A modest one-megawatt plant, located just 100m from the infamous Chernobyl nuclear power plant, was launched earlier today by Ukranian authorities, AFP reports. The photovoltaic cells of this €1 million ($1.6 million) solar station take up four acres (1.6 hectares) of land and produce enough energy to power about 2000 households.
The facility can power a medium-sized village, or about 2,000 households ☀️ https://t.co/5ooHggMADN
— AFP news agency (@AFP) October 5, 2018
The new solar plant is located inside what is called the Chernobyl Exclusion Zone.
On 26 April 1986, the Number Four reactor of the Chernobyl nuclear power plant experienced a catastrophic meltdown, sending radioactive plumes into the atmosphere. Up to three-quarters of Europe was contaminated, primarily Ukraine, Russia and Belarus (all within the Soviet Union at the time).
At least 30 workers were killed in the immediate aftermath, and an untold number of people suffered from the effects of radiation. Hundreds of thousands of people were evacuated from a territory measuring 2600km2 in size, an area now known as the Exclusion Zone.
Public access to this area is restricted, as the land remains radioactive. It won’t be safe for human habitation for another 24,000 years (plutonium has a 24,000-year half-life). In 2016, Ukrainian authorities installed a $US1.6 billion ($2.3 billion) sarcophagus around the plant to prevent further radioactive waste from leaking out of the damaged reactor.

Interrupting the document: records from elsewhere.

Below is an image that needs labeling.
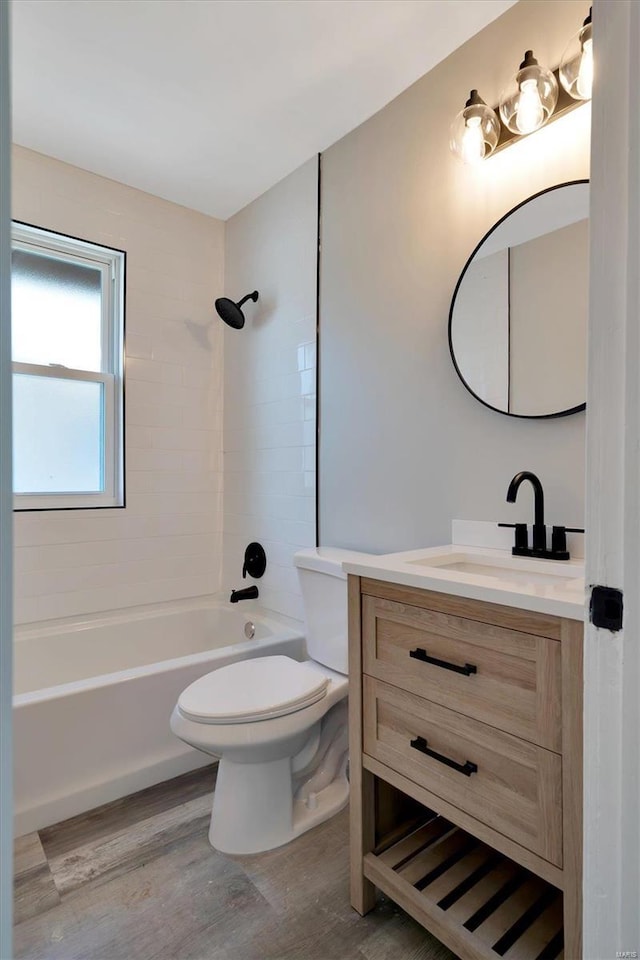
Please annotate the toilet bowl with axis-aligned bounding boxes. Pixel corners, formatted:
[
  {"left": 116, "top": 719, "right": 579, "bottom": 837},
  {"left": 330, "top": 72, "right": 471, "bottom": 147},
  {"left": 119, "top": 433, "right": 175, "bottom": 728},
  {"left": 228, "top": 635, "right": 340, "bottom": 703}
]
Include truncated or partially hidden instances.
[{"left": 171, "top": 548, "right": 370, "bottom": 854}]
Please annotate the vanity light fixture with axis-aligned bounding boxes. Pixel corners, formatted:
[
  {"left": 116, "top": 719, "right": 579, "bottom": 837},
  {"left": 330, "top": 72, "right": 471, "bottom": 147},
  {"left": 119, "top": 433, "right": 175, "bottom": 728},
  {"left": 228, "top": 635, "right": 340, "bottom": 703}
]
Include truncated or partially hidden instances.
[
  {"left": 449, "top": 90, "right": 500, "bottom": 164},
  {"left": 500, "top": 50, "right": 558, "bottom": 135},
  {"left": 449, "top": 9, "right": 593, "bottom": 163},
  {"left": 559, "top": 8, "right": 593, "bottom": 100}
]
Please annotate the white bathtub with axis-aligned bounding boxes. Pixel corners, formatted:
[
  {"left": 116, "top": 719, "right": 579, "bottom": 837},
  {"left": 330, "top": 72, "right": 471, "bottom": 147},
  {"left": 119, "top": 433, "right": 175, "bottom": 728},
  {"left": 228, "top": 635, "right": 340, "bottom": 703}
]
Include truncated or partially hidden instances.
[{"left": 14, "top": 597, "right": 305, "bottom": 836}]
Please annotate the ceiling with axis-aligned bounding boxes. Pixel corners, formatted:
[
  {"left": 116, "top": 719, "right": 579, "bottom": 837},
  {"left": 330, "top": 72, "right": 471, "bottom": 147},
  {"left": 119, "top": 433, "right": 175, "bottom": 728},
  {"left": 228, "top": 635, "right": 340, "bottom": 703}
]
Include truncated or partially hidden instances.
[{"left": 12, "top": 0, "right": 514, "bottom": 219}]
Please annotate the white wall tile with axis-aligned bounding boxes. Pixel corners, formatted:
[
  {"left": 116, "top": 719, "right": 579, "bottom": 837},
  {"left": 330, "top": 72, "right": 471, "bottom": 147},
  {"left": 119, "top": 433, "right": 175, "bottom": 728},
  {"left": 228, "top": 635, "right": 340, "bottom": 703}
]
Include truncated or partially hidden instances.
[
  {"left": 13, "top": 147, "right": 224, "bottom": 622},
  {"left": 222, "top": 161, "right": 317, "bottom": 619}
]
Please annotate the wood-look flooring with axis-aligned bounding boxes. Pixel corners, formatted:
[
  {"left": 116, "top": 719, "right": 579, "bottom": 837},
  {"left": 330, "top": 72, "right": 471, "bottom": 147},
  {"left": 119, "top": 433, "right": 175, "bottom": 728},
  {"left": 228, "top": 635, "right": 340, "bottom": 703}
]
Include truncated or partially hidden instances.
[{"left": 14, "top": 767, "right": 455, "bottom": 960}]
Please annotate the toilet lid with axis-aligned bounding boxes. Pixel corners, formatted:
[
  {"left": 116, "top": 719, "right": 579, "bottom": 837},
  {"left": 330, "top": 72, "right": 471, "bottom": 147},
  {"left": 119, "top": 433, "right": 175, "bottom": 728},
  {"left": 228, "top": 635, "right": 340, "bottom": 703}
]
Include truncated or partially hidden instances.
[{"left": 178, "top": 656, "right": 329, "bottom": 723}]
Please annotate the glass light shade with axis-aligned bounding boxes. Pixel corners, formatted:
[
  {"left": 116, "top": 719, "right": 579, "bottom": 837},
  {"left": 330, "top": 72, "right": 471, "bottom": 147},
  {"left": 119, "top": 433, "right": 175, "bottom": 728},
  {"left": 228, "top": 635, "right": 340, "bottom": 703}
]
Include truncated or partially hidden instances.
[
  {"left": 500, "top": 50, "right": 558, "bottom": 136},
  {"left": 449, "top": 90, "right": 500, "bottom": 164},
  {"left": 559, "top": 12, "right": 593, "bottom": 100}
]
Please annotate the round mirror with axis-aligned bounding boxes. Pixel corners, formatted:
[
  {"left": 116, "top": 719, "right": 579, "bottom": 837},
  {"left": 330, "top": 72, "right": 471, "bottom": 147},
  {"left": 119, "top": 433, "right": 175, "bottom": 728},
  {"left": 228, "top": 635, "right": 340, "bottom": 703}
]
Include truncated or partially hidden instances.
[{"left": 449, "top": 180, "right": 589, "bottom": 417}]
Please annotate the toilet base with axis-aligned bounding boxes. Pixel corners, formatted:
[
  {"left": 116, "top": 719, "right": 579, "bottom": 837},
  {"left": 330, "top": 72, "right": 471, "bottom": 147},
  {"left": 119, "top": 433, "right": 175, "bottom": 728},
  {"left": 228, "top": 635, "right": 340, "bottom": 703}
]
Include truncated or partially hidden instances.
[{"left": 209, "top": 757, "right": 349, "bottom": 854}]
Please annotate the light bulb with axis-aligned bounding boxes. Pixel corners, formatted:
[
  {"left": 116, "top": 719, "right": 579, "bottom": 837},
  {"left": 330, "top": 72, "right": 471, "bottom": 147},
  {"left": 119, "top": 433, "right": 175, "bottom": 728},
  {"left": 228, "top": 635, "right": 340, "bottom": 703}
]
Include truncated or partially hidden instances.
[
  {"left": 516, "top": 80, "right": 544, "bottom": 133},
  {"left": 500, "top": 50, "right": 558, "bottom": 136},
  {"left": 461, "top": 117, "right": 484, "bottom": 163},
  {"left": 449, "top": 90, "right": 500, "bottom": 164},
  {"left": 576, "top": 37, "right": 593, "bottom": 100},
  {"left": 558, "top": 10, "right": 593, "bottom": 100}
]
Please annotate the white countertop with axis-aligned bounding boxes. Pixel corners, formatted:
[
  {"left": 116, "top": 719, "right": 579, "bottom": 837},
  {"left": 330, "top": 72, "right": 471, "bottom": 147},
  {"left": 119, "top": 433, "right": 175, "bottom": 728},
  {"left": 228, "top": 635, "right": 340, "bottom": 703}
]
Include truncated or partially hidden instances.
[{"left": 342, "top": 544, "right": 585, "bottom": 620}]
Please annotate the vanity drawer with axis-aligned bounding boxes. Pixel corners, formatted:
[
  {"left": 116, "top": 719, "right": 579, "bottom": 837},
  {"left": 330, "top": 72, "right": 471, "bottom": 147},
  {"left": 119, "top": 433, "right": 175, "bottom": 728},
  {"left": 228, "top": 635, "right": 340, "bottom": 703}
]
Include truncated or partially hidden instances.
[
  {"left": 362, "top": 596, "right": 562, "bottom": 753},
  {"left": 363, "top": 676, "right": 562, "bottom": 866}
]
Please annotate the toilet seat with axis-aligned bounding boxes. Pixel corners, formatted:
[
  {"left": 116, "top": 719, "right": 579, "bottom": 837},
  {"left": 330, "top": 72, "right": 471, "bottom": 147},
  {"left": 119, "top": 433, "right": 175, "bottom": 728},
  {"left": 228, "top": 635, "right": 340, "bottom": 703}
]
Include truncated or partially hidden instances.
[{"left": 178, "top": 656, "right": 329, "bottom": 724}]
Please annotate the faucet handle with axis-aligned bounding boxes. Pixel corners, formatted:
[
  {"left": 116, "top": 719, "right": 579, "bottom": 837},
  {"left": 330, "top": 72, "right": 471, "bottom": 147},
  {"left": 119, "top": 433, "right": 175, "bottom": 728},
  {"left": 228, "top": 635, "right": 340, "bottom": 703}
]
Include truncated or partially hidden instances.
[{"left": 498, "top": 523, "right": 529, "bottom": 550}]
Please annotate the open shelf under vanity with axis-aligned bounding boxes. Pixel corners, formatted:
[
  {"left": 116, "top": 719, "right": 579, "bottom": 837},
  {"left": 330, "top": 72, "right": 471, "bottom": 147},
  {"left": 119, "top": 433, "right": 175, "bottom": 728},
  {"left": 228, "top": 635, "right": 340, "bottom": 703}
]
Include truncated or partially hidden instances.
[{"left": 363, "top": 809, "right": 564, "bottom": 960}]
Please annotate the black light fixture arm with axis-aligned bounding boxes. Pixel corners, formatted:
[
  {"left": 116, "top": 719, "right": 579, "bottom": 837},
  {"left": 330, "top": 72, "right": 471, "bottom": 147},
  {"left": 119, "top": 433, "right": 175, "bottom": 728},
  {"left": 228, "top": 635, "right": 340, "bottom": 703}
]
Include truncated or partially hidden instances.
[{"left": 236, "top": 290, "right": 258, "bottom": 307}]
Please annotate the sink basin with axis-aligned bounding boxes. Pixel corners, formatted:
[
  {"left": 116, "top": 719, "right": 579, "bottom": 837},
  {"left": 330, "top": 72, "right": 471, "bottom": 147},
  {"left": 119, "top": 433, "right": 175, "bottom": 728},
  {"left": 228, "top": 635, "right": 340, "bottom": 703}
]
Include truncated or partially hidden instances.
[{"left": 404, "top": 550, "right": 584, "bottom": 589}]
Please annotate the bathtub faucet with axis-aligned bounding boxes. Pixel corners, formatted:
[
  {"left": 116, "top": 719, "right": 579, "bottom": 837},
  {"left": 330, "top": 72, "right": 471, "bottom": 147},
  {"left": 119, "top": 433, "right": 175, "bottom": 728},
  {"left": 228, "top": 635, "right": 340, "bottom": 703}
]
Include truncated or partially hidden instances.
[{"left": 229, "top": 586, "right": 258, "bottom": 603}]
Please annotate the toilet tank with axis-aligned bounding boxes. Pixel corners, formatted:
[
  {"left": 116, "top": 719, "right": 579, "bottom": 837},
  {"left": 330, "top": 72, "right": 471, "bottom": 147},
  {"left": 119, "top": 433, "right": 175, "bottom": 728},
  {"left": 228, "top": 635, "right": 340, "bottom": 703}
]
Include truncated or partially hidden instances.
[{"left": 293, "top": 547, "right": 367, "bottom": 674}]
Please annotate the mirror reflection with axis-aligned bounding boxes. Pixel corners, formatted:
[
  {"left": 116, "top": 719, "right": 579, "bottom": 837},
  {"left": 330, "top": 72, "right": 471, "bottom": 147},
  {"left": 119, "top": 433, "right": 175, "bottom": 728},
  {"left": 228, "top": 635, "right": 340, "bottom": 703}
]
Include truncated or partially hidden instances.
[{"left": 449, "top": 181, "right": 589, "bottom": 417}]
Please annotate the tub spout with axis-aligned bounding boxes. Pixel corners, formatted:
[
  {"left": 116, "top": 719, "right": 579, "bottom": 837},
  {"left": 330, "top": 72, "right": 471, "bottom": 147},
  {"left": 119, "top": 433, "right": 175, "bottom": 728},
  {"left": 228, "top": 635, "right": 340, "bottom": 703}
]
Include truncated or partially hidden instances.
[{"left": 229, "top": 586, "right": 258, "bottom": 603}]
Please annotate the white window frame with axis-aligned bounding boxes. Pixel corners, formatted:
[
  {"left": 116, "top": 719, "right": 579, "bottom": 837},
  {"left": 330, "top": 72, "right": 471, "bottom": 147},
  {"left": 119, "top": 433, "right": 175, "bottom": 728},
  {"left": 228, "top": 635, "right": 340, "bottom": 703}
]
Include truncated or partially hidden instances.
[{"left": 11, "top": 221, "right": 126, "bottom": 511}]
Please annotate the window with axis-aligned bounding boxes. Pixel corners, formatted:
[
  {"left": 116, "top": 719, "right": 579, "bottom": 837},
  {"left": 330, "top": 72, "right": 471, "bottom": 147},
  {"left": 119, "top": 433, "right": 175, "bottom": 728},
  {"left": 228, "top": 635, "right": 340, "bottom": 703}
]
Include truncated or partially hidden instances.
[{"left": 11, "top": 223, "right": 125, "bottom": 510}]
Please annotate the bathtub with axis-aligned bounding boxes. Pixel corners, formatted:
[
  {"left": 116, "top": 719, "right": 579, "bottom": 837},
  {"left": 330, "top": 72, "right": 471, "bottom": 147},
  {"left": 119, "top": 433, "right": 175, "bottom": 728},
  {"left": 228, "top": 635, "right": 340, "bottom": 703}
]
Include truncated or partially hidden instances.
[{"left": 13, "top": 597, "right": 305, "bottom": 836}]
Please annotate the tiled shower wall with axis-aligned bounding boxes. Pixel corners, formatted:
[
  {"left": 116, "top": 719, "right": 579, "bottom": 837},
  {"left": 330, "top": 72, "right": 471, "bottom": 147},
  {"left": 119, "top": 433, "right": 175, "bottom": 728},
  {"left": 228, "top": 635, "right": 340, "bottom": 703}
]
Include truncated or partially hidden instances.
[
  {"left": 221, "top": 159, "right": 318, "bottom": 619},
  {"left": 13, "top": 147, "right": 224, "bottom": 623}
]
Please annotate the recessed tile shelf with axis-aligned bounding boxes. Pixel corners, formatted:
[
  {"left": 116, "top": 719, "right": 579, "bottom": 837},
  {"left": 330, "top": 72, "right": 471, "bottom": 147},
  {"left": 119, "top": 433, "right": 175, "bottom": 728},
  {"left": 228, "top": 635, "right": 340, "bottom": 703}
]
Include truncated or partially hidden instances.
[{"left": 363, "top": 809, "right": 564, "bottom": 960}]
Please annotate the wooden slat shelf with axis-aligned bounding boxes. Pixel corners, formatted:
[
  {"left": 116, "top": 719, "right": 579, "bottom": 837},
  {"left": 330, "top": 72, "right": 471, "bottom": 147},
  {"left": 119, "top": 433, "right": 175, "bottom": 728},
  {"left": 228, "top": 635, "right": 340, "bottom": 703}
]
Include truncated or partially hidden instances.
[{"left": 363, "top": 810, "right": 563, "bottom": 960}]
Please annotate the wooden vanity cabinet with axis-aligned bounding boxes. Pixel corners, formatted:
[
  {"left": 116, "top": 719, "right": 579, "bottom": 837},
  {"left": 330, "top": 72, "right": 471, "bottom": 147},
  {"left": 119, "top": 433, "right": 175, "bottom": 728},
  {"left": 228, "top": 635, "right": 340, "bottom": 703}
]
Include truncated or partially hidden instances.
[{"left": 349, "top": 575, "right": 583, "bottom": 960}]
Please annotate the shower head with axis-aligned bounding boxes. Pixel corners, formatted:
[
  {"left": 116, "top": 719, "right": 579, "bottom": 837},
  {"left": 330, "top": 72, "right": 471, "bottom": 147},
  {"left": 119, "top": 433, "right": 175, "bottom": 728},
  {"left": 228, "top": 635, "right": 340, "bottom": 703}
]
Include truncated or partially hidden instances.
[{"left": 216, "top": 290, "right": 258, "bottom": 330}]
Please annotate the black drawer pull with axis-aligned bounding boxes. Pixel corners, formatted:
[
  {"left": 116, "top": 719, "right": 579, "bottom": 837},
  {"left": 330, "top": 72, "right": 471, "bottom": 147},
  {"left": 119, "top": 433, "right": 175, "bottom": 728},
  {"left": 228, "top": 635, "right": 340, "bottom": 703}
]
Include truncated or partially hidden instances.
[
  {"left": 409, "top": 647, "right": 478, "bottom": 677},
  {"left": 411, "top": 737, "right": 478, "bottom": 777}
]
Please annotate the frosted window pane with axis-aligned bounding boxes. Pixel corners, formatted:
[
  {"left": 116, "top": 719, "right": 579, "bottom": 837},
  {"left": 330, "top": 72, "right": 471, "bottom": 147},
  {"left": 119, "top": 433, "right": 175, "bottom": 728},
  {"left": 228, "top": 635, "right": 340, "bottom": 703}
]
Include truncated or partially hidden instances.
[
  {"left": 11, "top": 250, "right": 102, "bottom": 371},
  {"left": 13, "top": 373, "right": 104, "bottom": 494}
]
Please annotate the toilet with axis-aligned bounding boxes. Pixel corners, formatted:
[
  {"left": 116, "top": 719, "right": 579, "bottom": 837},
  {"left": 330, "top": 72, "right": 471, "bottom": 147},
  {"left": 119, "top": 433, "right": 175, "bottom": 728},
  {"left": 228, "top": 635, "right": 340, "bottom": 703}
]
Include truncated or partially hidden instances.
[{"left": 171, "top": 547, "right": 370, "bottom": 854}]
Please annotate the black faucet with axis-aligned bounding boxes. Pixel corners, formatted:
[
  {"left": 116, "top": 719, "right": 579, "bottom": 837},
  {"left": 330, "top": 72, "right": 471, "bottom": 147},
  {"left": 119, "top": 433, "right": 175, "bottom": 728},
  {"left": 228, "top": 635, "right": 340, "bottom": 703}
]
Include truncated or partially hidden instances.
[
  {"left": 507, "top": 470, "right": 547, "bottom": 552},
  {"left": 229, "top": 584, "right": 258, "bottom": 603},
  {"left": 498, "top": 470, "right": 584, "bottom": 560}
]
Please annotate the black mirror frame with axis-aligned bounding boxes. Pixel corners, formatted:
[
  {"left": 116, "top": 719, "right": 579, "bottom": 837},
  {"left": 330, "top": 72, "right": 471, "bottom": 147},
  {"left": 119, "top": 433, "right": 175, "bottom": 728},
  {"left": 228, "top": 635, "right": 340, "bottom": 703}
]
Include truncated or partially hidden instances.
[{"left": 448, "top": 179, "right": 590, "bottom": 420}]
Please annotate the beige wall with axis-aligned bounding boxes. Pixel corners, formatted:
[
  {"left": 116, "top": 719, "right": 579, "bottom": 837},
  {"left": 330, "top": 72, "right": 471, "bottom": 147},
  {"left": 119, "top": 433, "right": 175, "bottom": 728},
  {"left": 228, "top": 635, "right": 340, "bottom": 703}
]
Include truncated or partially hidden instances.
[
  {"left": 319, "top": 0, "right": 590, "bottom": 551},
  {"left": 13, "top": 147, "right": 224, "bottom": 622},
  {"left": 221, "top": 158, "right": 318, "bottom": 619},
  {"left": 510, "top": 220, "right": 589, "bottom": 414}
]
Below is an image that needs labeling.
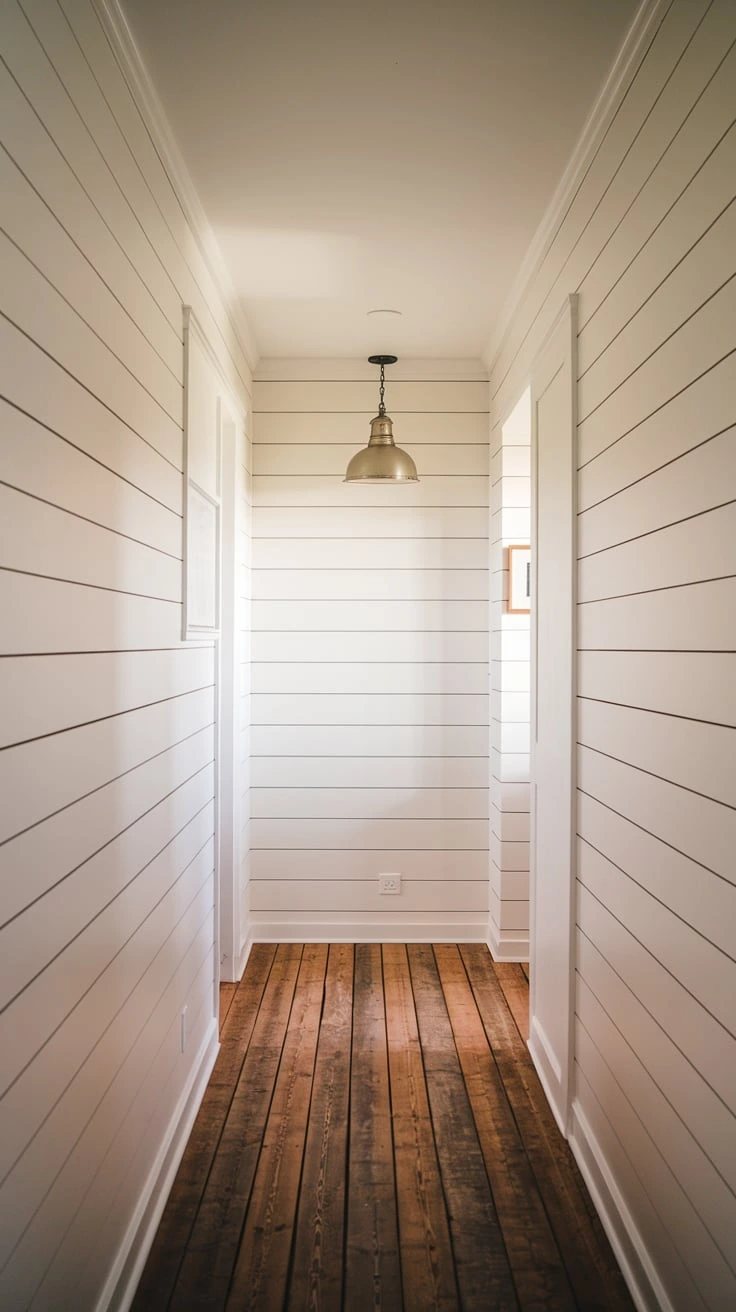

The new solar plant, though currently limited in its power production, could eventually become something far grander. With sufficient funding, Ukraine envisions a 6200-acre (2500-hectare) plant capable of generating 100 megawatts of energy, AFP reports.
The country is currently seeking investors to make it happen. Ukraine is hoping that the cheap land and plant’s direct connection to the power grid will make it an appealing prospect to some investors.
This radioactive land can’t be used for real estate or farming, so a solar power plant makes perfect sense. But it also serves another purpose, namely Ukraine’s ongoing efforts to diversify its electricity generation. Relations aren’t good with Russia, and Ukraine is no longer buying its natural gas.
This plant, in addition to reconstituting abandoned land, will help to make Ukraine more energy self-sufficient.